足をなんとか動かして、2年B組の教室に向かった。窓際の席にぽつんと座る。周りではみんな友達と談笑している。
僕なんて、いてもいなくても変わらない。
僕は、特別な人間じゃない。
勉強ができるわけでも、運動が得意なわけでもない。
高校に入ったら漫画みたいな青春ができると思っていた。でも、現実はそうもいかないらしい。
僕はいわゆるぼっちで、高校に入ってから楽しい思い出がない。人と話すことが苦手だからだ。

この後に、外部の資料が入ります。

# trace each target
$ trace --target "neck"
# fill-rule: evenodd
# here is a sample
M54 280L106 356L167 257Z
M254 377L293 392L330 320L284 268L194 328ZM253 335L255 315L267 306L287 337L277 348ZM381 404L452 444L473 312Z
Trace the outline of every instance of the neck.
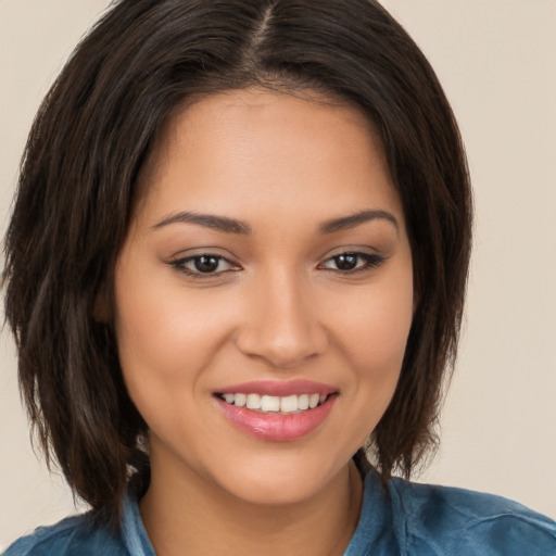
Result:
M162 470L161 470L162 471ZM357 525L362 481L350 463L309 500L288 505L251 504L206 481L174 481L151 470L140 502L157 556L338 556Z

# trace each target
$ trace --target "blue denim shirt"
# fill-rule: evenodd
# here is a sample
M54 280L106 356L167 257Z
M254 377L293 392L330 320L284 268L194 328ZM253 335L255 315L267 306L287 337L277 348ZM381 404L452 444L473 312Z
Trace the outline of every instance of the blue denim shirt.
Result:
M187 555L187 552L184 553ZM121 533L64 519L16 541L4 556L155 556L137 497ZM500 496L392 479L365 479L359 522L344 556L556 556L556 522Z

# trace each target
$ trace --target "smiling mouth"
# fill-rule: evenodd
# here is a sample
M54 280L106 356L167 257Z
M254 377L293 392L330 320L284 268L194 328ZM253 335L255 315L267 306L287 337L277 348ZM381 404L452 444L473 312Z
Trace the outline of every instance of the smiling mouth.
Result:
M274 414L299 414L315 409L323 405L327 399L334 394L300 394L288 396L276 396L256 393L217 393L216 396L229 405L236 407L244 407L256 413L274 413Z

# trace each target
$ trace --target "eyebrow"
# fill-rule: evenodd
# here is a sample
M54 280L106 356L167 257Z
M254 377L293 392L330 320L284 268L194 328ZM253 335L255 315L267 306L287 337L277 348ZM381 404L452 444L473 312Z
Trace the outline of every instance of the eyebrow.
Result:
M334 233L337 231L349 230L367 222L377 219L391 223L394 228L400 231L400 224L395 216L387 211L362 211L349 216L342 216L341 218L327 220L318 227L318 231L320 233Z
M251 226L244 222L228 218L226 216L198 214L188 211L167 216L159 224L155 224L153 228L159 229L163 226L168 226L169 224L175 223L197 224L199 226L204 226L205 228L211 228L216 231L224 231L225 233L251 233Z
M326 220L318 227L318 232L323 235L334 233L337 231L348 230L365 224L382 219L391 223L396 230L400 229L395 216L387 211L362 211L349 216L342 216L340 218L333 218ZM177 214L163 218L160 223L153 226L153 229L163 228L170 224L182 223L182 224L197 224L198 226L204 226L216 231L223 231L225 233L239 233L247 236L251 233L251 226L244 222L237 220L235 218L228 218L227 216L216 216L214 214L199 214L190 211L182 211Z

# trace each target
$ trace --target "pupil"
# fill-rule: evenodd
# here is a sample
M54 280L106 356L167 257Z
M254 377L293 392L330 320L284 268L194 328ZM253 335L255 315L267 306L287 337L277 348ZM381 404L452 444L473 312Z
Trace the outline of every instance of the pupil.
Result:
M353 270L357 266L357 255L338 255L336 266L340 270Z
M213 273L218 268L218 258L203 255L195 258L194 265L200 273Z

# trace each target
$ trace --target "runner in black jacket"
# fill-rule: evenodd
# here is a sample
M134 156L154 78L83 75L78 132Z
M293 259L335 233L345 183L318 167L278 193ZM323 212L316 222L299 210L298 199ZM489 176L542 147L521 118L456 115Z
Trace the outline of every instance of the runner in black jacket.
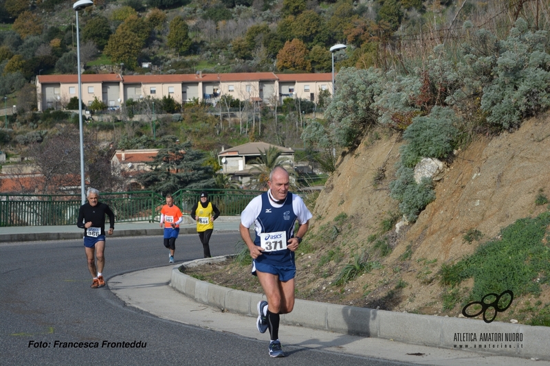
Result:
M87 203L80 206L76 226L84 229L84 249L88 260L88 269L94 279L92 288L105 286L102 272L105 266L105 215L109 216L110 228L109 235L115 229L115 214L105 203L99 199L99 191L95 188L88 188ZM97 267L94 255L98 258Z

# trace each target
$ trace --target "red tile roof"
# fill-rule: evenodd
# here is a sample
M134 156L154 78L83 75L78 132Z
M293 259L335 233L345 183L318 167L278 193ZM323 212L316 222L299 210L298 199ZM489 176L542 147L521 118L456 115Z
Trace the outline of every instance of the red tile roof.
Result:
M78 75L38 75L36 78L41 84L78 82ZM121 79L120 75L118 73L89 73L81 75L80 80L82 82L120 82Z
M78 75L39 75L36 76L41 84L78 82ZM159 83L159 82L213 82L222 81L247 82L256 80L279 80L283 82L314 82L331 81L331 73L278 73L272 72L256 73L177 73L166 75L123 75L118 73L84 74L81 76L82 82L120 82L121 78L124 83Z
M277 78L279 81L298 81L298 82L314 82L314 81L330 81L332 82L332 73L278 73Z
M146 150L126 150L124 152L121 150L118 150L115 152L114 155L121 163L148 163L153 161L158 152L158 149ZM124 161L122 161L123 153L124 155Z

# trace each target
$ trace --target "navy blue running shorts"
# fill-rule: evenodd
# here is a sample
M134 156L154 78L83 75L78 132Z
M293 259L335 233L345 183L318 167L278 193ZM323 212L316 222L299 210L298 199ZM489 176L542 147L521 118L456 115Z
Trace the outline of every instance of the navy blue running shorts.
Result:
M296 275L296 266L274 266L269 263L258 263L254 260L252 261L252 275L257 275L256 274L256 271L278 275L279 281L283 282L292 279Z
M105 236L100 235L97 238L93 238L91 236L85 236L84 237L84 246L87 248L94 248L96 247L96 244L98 242L104 242L105 241Z

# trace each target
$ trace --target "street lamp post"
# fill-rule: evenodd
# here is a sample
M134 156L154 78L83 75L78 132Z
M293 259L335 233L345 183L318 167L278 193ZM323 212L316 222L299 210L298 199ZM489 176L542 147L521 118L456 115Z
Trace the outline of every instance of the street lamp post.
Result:
M332 95L336 95L336 88L334 87L334 52L338 51L339 49L344 49L346 48L346 45L342 45L341 43L338 43L338 45L334 45L330 49L331 53L332 54Z
M82 80L80 79L80 42L78 34L78 12L85 8L94 5L91 0L79 0L73 4L73 9L76 13L76 68L78 73L78 128L80 129L80 195L82 204L86 203L86 193L85 192L84 175L84 135L82 133Z
M153 102L153 139L157 139L156 134L157 119L155 117L155 102Z

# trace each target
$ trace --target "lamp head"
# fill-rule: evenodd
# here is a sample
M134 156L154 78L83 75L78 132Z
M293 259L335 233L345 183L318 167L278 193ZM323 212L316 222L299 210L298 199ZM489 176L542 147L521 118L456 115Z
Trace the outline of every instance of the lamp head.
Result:
M84 10L85 8L94 5L94 1L91 0L78 0L73 4L73 9L75 12L80 12Z
M338 45L334 45L333 46L332 46L330 48L330 52L336 52L336 51L338 51L339 49L344 49L344 48L347 48L347 46L346 46L346 45L342 45L341 43L339 43Z

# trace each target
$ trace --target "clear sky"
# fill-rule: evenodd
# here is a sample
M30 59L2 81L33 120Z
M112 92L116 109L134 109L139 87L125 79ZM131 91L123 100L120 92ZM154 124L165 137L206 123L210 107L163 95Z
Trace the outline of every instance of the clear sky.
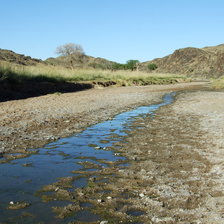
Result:
M57 46L141 62L224 43L224 0L0 0L0 48L35 58Z

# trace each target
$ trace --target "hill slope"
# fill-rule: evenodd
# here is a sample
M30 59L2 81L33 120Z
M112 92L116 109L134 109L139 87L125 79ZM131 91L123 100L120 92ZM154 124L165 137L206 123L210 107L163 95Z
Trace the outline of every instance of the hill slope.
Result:
M0 61L7 61L20 65L36 65L38 63L44 63L40 59L31 58L23 54L17 54L10 50L4 50L0 48Z
M224 75L224 44L201 49L182 48L166 57L144 62L142 68L152 63L158 66L155 72L219 77Z
M95 58L87 55L71 55L60 56L57 58L48 58L45 61L50 65L59 65L67 68L101 68L111 69L114 62L106 60L104 58Z

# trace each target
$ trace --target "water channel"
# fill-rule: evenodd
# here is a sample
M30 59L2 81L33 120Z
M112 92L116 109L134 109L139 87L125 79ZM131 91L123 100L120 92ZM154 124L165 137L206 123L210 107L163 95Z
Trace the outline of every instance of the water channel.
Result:
M0 158L0 223L49 224L68 223L72 220L101 220L101 217L89 210L80 211L64 220L55 218L52 206L65 206L69 202L43 202L36 192L55 182L57 178L77 175L71 171L88 171L82 162L98 165L99 168L95 169L107 167L108 161L120 161L121 167L128 166L126 159L110 148L116 147L114 143L124 140L135 119L153 116L160 107L171 104L174 96L175 93L166 94L161 103L118 114L113 119L88 127L81 133L47 144L28 157L9 161L4 161L5 157ZM88 178L76 179L73 188L85 188L87 184ZM8 209L10 204L21 201L29 203L30 206L18 210Z

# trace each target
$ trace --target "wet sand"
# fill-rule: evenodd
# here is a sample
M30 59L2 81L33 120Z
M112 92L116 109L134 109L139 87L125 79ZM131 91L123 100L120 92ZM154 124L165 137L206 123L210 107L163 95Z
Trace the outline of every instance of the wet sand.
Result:
M203 83L111 87L1 102L0 152L41 147L124 110L158 102L164 92L198 85Z

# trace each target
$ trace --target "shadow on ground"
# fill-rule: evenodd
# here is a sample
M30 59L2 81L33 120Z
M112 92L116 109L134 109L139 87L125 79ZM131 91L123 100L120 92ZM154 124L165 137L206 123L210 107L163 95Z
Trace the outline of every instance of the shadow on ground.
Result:
M93 88L92 83L23 82L0 83L0 102L51 93L69 93Z

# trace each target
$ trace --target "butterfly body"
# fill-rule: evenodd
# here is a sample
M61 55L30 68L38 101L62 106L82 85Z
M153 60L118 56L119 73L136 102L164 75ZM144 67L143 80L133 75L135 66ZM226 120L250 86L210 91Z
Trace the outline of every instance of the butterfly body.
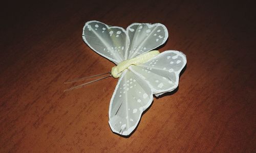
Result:
M160 23L132 24L126 30L97 21L86 23L84 41L95 52L113 62L112 75L119 78L111 99L109 124L115 133L129 135L143 111L159 96L175 89L179 73L186 63L185 55L152 50L168 37Z
M131 65L144 63L159 54L158 50L152 50L136 58L122 61L117 66L112 67L111 75L115 78L119 78L122 74L121 72Z

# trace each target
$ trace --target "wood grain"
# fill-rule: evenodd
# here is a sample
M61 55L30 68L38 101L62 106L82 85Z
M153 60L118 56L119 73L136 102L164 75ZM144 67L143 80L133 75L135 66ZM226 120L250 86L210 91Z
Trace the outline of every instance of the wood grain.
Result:
M254 5L206 1L3 3L0 152L256 152ZM128 138L108 124L117 79L63 92L114 65L83 42L91 20L162 23L159 50L187 56L179 89L155 98Z

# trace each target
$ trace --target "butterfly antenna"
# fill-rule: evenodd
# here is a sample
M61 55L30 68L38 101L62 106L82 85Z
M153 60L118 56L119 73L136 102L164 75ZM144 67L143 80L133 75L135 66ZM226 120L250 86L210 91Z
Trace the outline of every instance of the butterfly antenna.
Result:
M108 73L106 73L106 74L108 74ZM90 81L90 82L88 82L85 83L84 84L82 84L78 85L78 86L73 87L72 88L70 88L69 89L68 89L67 90L64 90L64 92L70 91L70 90L72 90L75 89L80 88L82 87L82 86L83 86L84 85L88 85L88 84L90 84L90 83L92 83L93 82L96 82L96 81L100 81L101 80L102 80L102 79L104 79L110 77L111 76L112 76L112 75L110 74L109 76L104 76L104 77L103 77L103 78L100 78L100 79L96 79L95 80L93 80L93 81Z
M69 84L69 83L73 83L75 82L80 81L82 81L82 80L83 80L84 79L88 79L88 78L94 78L94 77L98 76L103 75L105 75L105 74L110 74L110 73L111 73L111 72L109 72L105 73L96 74L96 75L89 76L86 76L86 77L83 77L83 78L81 78L75 79L74 79L72 80L70 80L70 81L68 81L67 82L66 82L64 83L64 84Z

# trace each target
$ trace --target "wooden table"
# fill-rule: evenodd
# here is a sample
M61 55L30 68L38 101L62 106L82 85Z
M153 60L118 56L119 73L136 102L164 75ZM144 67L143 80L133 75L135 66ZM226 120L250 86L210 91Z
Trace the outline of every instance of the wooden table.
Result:
M0 152L256 152L253 4L48 1L2 5ZM114 65L82 41L91 20L162 23L159 50L187 56L178 90L154 98L127 138L108 124L117 79L63 92Z

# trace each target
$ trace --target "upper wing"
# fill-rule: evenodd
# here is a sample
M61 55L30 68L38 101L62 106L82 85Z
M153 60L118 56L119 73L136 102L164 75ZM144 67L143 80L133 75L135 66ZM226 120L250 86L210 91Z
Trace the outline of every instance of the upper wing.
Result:
M82 39L93 50L115 64L124 60L129 45L127 32L118 27L109 27L97 21L90 21L83 27Z
M131 67L150 85L156 96L175 89L179 74L186 63L186 56L175 50L164 52L147 62Z
M153 99L152 91L145 80L130 69L124 70L110 102L109 124L112 131L130 135Z
M125 60L156 48L164 43L168 38L168 31L161 23L135 23L128 27L126 31L130 44Z

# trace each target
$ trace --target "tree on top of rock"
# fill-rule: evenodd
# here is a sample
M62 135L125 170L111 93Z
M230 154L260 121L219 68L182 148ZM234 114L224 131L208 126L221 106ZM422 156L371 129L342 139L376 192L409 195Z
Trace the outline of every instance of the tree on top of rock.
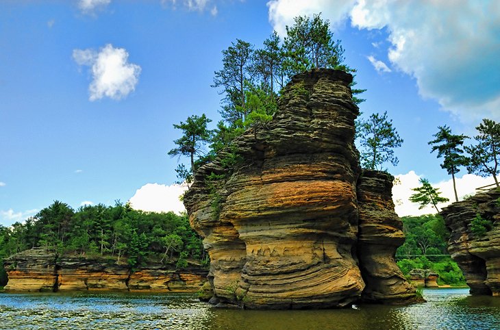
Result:
M321 14L299 16L295 23L286 27L284 49L286 66L290 75L313 68L336 68L344 62L344 49L340 40L334 40L329 21Z
M477 144L464 147L470 155L467 170L469 173L476 173L482 177L492 175L497 186L500 187L497 179L500 157L500 124L485 118L476 129L479 132L474 137Z
M186 123L173 125L174 128L182 130L184 135L174 141L177 147L168 151L168 155L189 156L192 173L196 171L195 156L203 155L203 147L210 140L212 133L207 124L211 121L203 114L201 116L190 116Z
M436 211L439 213L436 204L447 202L449 199L440 196L441 192L439 191L439 188L435 188L431 186L427 179L421 178L420 183L422 183L421 186L412 188L412 190L416 193L410 196L410 201L419 203L418 210L422 210L429 204L432 204Z
M460 166L467 164L467 158L462 155L464 151L461 148L464 144L464 140L467 138L467 136L463 134L452 134L451 130L447 125L439 126L438 129L439 131L432 136L436 139L429 142L429 144L434 144L432 146L431 153L437 150L438 158L441 157L444 158L441 168L445 169L448 174L451 175L451 179L453 181L455 200L458 201L455 175L460 170Z
M397 165L399 160L393 149L401 147L403 139L392 126L392 120L388 119L387 112L382 115L372 114L367 120L360 120L356 124L356 136L361 145L362 166L382 170L385 162Z
M251 80L253 46L236 39L227 49L222 51L223 68L215 72L212 87L222 87L221 94L225 93L225 104L221 114L227 122L245 120L248 112L245 105L245 81Z

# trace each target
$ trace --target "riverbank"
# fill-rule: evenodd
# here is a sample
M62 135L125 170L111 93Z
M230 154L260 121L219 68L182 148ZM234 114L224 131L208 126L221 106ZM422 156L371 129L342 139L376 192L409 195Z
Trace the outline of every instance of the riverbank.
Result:
M427 303L322 310L214 308L195 294L76 292L0 294L4 329L500 329L500 299L467 289L425 289Z
M109 257L58 255L32 249L4 259L8 292L197 292L208 270L197 265L145 264L132 270Z

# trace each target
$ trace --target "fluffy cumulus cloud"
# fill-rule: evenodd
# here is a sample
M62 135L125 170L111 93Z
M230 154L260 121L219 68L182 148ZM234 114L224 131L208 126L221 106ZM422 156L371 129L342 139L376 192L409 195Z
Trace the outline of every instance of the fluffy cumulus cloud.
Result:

楽しそうな人を見るたび、僕とは住む世界が違うんだなと思う。
夏休み直前だっていうのに、わくわくしない。理由なんて、分かりきっているんだけど。
論表、英コミ、地理、現文……。授業はあっという間に終わり、昼休みになった。
ほとんどの生徒が教室で弁当を食べる中、僕は教室を出る。
昼休みになると僕はいつも屋上に行く。教室にいるより、風に当たる方が心地よい。
立ち入り禁止のテープを無視して、ゆっくりと階段を上がる。
ドアを開ける。
--そこには、少女がいた。
長い黒髪が風になびいている。彼女は青空を眺めていた。自分でもよく分からないけど、気づいたら声をかけていた。
「君、ここで何してるの?」
彼女はこちらを振り向いて、にっこりと笑った。
「景色見てた……空、綺麗だなーって思って!」
彼女は子どものように目を輝かせている。
いつも屋上に来ている僕にとっては、当たり前の景色なのに。
「君の方こそ、どうして屋上に?」
「僕はお弁当を食べに……いつもここで食べてる」
「いけないんだー! ここ立ち入り禁止なんだよ?」
「君もね」
「ふふふ」
彼女はいたずらっぽく笑った。やっぱり子どもっぽい。
「ここで食べてるんだぁ〜いつから?なんで? 一人?」
急に質問攻めをくらった。彼女は興味津々といった様子で聞いてくる。
「入学した時からここで食べてる……なんか落ち着くから……ここ好きなんだ」
「僕にとっての秘密の場所的な?」
「いいね!それ!なんかわくわくするね!」
顔をぐいっと近づけてそう言った。近い。
「じゃあこれからは、“二人”の秘密の場所だね!」
「えっ?」
「これからはお昼一緒に食べよ!」
「うん」
僕の夏が始まった。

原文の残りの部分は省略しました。